I had a used pair of HF-2's from ebay but didn't think they sounded "grado" enough (a bit dull for my tastes, especially the midrange was recessed to my ears.)If I remember right these had an aluminum "cup" with a wooden insert.  Now I also had a pair of Allesandro Pros a long time and loved these but ended up selling on ebay when I got the Magnums which were clearer to my ears.
 
So any recommendations on which direction to go I would appreciate,  I do plan on making this a DIY job so I can compare/contrast.
 


If you want to go wood with this V2/V2.5's, you would first have to make sure how to remove the alu inners from the 325 cups. I do not know of anybody who has already done this, so I guess you  should PM Rhydon to find out how best to do this. Because nobody knows what Rhydon uses for his air chambers to be held secure in the alu outers.

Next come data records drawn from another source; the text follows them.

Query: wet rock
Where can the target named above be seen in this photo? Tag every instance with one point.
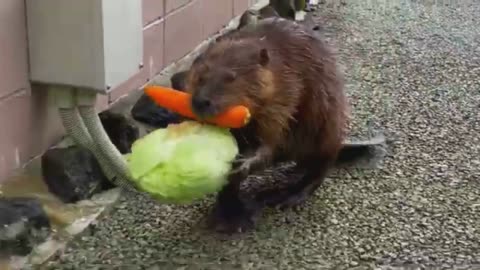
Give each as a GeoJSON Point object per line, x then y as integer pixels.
{"type": "Point", "coordinates": [73, 173]}
{"type": "Point", "coordinates": [23, 224]}
{"type": "Point", "coordinates": [120, 130]}
{"type": "Point", "coordinates": [146, 111]}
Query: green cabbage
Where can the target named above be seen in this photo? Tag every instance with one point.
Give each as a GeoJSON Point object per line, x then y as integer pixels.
{"type": "Point", "coordinates": [182, 162]}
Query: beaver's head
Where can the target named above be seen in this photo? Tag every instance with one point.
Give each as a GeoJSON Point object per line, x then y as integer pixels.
{"type": "Point", "coordinates": [227, 74]}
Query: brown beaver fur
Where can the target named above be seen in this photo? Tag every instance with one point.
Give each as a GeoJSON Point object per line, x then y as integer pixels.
{"type": "Point", "coordinates": [289, 80]}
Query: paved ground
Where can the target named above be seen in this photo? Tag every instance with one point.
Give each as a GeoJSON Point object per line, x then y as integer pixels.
{"type": "Point", "coordinates": [414, 71]}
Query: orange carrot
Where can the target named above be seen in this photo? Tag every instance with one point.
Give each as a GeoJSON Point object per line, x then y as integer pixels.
{"type": "Point", "coordinates": [179, 102]}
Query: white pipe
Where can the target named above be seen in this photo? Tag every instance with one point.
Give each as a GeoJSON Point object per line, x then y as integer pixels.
{"type": "Point", "coordinates": [67, 101]}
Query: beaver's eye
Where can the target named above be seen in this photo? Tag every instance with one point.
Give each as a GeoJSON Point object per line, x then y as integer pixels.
{"type": "Point", "coordinates": [230, 76]}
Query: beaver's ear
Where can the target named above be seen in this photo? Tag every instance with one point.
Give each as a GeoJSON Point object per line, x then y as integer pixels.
{"type": "Point", "coordinates": [264, 57]}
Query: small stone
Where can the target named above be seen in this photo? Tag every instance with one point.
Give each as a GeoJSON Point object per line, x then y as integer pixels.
{"type": "Point", "coordinates": [73, 173]}
{"type": "Point", "coordinates": [23, 223]}
{"type": "Point", "coordinates": [120, 130]}
{"type": "Point", "coordinates": [146, 111]}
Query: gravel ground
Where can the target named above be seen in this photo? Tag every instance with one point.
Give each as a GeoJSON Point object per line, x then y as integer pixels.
{"type": "Point", "coordinates": [413, 71]}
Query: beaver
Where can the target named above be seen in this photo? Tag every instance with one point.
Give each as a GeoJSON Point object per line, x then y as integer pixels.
{"type": "Point", "coordinates": [289, 80]}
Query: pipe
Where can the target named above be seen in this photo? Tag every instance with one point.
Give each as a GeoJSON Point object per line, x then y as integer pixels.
{"type": "Point", "coordinates": [67, 101]}
{"type": "Point", "coordinates": [86, 101]}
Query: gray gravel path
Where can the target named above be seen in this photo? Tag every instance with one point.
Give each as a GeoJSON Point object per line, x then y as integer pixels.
{"type": "Point", "coordinates": [413, 71]}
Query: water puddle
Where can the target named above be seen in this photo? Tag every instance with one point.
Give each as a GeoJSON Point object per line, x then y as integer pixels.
{"type": "Point", "coordinates": [66, 220]}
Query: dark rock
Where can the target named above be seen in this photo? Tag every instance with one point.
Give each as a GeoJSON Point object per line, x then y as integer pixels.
{"type": "Point", "coordinates": [23, 224]}
{"type": "Point", "coordinates": [73, 173]}
{"type": "Point", "coordinates": [120, 130]}
{"type": "Point", "coordinates": [146, 111]}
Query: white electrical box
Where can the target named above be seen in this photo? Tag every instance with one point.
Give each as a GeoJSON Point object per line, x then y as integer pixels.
{"type": "Point", "coordinates": [96, 44]}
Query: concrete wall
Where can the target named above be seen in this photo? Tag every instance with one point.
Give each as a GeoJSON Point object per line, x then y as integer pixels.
{"type": "Point", "coordinates": [28, 125]}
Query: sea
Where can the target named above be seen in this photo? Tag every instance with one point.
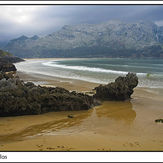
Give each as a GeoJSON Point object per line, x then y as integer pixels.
{"type": "Point", "coordinates": [97, 70]}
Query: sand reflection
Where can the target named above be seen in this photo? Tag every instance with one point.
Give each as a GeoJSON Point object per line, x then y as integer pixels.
{"type": "Point", "coordinates": [64, 126]}
{"type": "Point", "coordinates": [117, 110]}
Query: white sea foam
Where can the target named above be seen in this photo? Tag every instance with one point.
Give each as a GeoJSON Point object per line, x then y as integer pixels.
{"type": "Point", "coordinates": [83, 68]}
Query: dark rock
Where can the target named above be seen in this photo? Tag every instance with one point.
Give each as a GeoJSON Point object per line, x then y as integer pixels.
{"type": "Point", "coordinates": [119, 90]}
{"type": "Point", "coordinates": [159, 120]}
{"type": "Point", "coordinates": [70, 116]}
{"type": "Point", "coordinates": [19, 98]}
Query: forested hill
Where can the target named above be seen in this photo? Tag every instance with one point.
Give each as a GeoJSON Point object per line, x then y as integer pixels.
{"type": "Point", "coordinates": [141, 39]}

Then you could ask Marty to make slip-on woodies, which would welcome any standard Grado inners and also Magnum alu inners. That way you would end up with a kind of alu-inner/wood-outer hybrid. Which some of us have gone for. But I guess you will basically end up with alu sound and wood outers for aestetics.
Plus, if you wanted to have a full wood alternative, you could ask Marty to make wood inners (HF2-like) along with slip-on wooden outers. Then you would be free to try the wood outers with alu AND wood inners. Just to make sure what you like better.

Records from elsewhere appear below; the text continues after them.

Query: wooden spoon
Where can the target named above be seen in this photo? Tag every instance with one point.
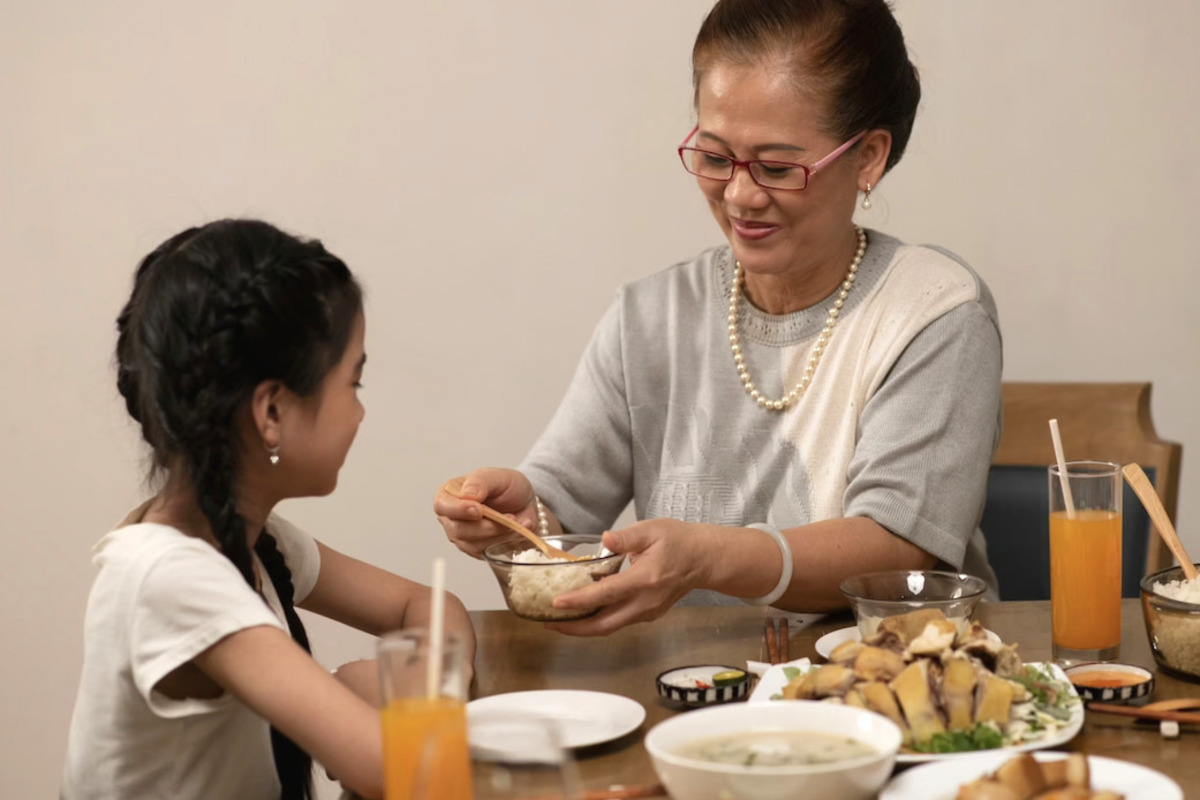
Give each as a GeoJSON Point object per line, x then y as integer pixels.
{"type": "Point", "coordinates": [1141, 486]}
{"type": "Point", "coordinates": [455, 489]}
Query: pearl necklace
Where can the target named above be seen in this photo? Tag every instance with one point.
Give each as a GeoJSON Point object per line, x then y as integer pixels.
{"type": "Point", "coordinates": [817, 348]}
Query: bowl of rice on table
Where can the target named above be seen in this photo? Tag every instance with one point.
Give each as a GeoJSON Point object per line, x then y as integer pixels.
{"type": "Point", "coordinates": [1170, 605]}
{"type": "Point", "coordinates": [531, 579]}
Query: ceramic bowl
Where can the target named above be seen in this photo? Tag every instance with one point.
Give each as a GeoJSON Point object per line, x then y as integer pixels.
{"type": "Point", "coordinates": [689, 779]}
{"type": "Point", "coordinates": [876, 595]}
{"type": "Point", "coordinates": [1171, 625]}
{"type": "Point", "coordinates": [531, 587]}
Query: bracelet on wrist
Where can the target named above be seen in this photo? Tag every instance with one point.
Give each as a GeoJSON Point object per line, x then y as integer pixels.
{"type": "Point", "coordinates": [785, 576]}
{"type": "Point", "coordinates": [543, 518]}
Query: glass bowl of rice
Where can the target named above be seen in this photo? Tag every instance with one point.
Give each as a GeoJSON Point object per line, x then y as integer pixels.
{"type": "Point", "coordinates": [531, 581]}
{"type": "Point", "coordinates": [1171, 607]}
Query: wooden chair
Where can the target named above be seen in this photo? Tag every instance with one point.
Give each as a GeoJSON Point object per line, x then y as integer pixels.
{"type": "Point", "coordinates": [1097, 421]}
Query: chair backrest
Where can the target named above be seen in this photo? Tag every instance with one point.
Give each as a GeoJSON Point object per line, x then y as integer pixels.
{"type": "Point", "coordinates": [1097, 421]}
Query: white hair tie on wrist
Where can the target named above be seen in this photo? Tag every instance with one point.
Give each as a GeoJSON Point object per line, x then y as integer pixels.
{"type": "Point", "coordinates": [785, 576]}
{"type": "Point", "coordinates": [543, 519]}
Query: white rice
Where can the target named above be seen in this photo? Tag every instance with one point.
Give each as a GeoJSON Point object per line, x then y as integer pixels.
{"type": "Point", "coordinates": [1187, 591]}
{"type": "Point", "coordinates": [533, 589]}
{"type": "Point", "coordinates": [1177, 636]}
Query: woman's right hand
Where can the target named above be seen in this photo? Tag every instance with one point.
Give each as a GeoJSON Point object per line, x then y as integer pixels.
{"type": "Point", "coordinates": [504, 489]}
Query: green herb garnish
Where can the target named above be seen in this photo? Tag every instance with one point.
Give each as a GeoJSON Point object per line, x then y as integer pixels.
{"type": "Point", "coordinates": [981, 737]}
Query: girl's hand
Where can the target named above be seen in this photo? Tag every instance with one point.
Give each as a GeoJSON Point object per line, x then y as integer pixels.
{"type": "Point", "coordinates": [504, 489]}
{"type": "Point", "coordinates": [667, 559]}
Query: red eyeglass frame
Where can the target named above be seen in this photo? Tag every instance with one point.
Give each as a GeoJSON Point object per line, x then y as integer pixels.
{"type": "Point", "coordinates": [809, 172]}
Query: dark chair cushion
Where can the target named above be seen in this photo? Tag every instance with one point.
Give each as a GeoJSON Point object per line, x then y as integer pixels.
{"type": "Point", "coordinates": [1015, 522]}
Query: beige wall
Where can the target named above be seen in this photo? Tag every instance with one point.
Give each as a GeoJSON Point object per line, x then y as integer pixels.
{"type": "Point", "coordinates": [493, 170]}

Wood might help slightly with respect to the shoutiness, but do not expect too much. It is the drivers, like RS1 drivers, which create that sort of shoutiness around the 10kHz region.
I have not heard the V2's, but I own the V3.5's, and they have that kind of peakiness too. Some like this forwardness, others do not.
It is the V4's, to my ears, that significantly trim down that peakiness.
 
 
Nov 28, 2011 at 5:20 AM Post #389 of 4,994
I read somewhere that Rhydon pressure-fits the upper and inner cup together, which would make it extremely difficult to remove unaided.
 
Nov 28, 2011 at 7:46 AM Post #390 of 4,994
Stratocasther, do you have to crank the volume up with the Ultimate Magnum than the original Magnum ?
 
 
 
I think this problem was caused both by driver design and amplifier.The amplifier may have enough voltage swing, but not enough current.
Quote:
 
 They sound great at medium/normal listening volume but get pretty shouty when I want to crank them up.